Modern Message is being tightly integrated into RealPage’s ActiveBuilding solution. Resident Services is one of RealPage’s largest and fastest-growing product categories. In December, it deployed ActiveBuilding e-commerce, a solution that is purpose-built to enhance the resident experience and drive incremental yield from amenities like spaces, services and events.
A major acquisition in 2019 was the $580 million acquisition of Buildium, a real estate property management solution provider. RealPage will be using the acquisition to target smaller multifamily, single-family, associations (HOA and condo) and commercial real estate market segments. Buildium had over 17,000 customers in more than 50 countries and serves 2 million residential units while RealPage serves 16.8 million units worldwide. Buildium’s revenue in 2019 was expected to be up 30% to $60 million. If I were to Sell My House For Cash I would choose a company that can directly buy it and be paid in cash immediately.
Last year, RealPage introduced RealPage® AI Screening, the first AI-based screening algorithm built specifically for the multifamily apartment rental industry. It leverages data science and machine learning techniques to evaluate renter performance over the course of a lease. AI Screening also incorporates granular third-party consumer financial data to better predict applicant risk. RealPage also plans to combine AI Screening with the Buildium platform.

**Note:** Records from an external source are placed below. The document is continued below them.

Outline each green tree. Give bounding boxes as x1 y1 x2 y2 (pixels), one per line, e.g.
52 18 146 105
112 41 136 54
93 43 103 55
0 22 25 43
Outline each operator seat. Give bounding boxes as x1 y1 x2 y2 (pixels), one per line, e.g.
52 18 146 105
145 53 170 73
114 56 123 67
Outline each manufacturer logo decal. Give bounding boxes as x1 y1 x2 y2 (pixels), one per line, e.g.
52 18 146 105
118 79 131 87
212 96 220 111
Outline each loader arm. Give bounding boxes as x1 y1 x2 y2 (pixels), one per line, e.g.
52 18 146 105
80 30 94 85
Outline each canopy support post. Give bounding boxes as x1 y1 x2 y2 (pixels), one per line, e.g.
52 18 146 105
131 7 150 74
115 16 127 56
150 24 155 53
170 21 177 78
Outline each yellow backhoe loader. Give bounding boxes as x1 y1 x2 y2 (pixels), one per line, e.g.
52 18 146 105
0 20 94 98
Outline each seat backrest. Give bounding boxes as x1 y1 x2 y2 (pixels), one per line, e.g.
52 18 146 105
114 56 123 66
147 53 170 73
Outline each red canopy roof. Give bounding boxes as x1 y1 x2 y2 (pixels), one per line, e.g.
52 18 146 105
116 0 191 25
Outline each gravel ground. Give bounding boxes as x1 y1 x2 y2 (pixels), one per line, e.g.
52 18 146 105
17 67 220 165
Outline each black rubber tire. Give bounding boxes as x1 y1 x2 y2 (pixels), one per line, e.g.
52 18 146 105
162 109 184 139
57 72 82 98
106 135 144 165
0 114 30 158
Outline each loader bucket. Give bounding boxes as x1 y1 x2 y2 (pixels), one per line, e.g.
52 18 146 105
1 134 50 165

Last month, RealPage announced the launch of AI Revenue Management, a multi-dimensional revenue optimization solution that executes across price, demand, credit and workforce to increase revenues. It is now testing a new AI contact center scheduled for release in Q2 that activates an AI bot called Simon that will be available for chat, text, email and phone calls.
Other players using technology in the real estate vertical are Zillow, Redfin, Airbnb, Procore, and Lemonade. RealPage stands out for several reasons. It is a public SaaS company in the real estate sector that is profitable, focuses on AI, and believes in making strategic acquisitions to fuel its growth.
RealPage’s stock is currently trading at $63.75 with a market cap of $6 billion. It hit a 52-week high of $65.92 in April last year and a 52-week low of $51.65 in November last year.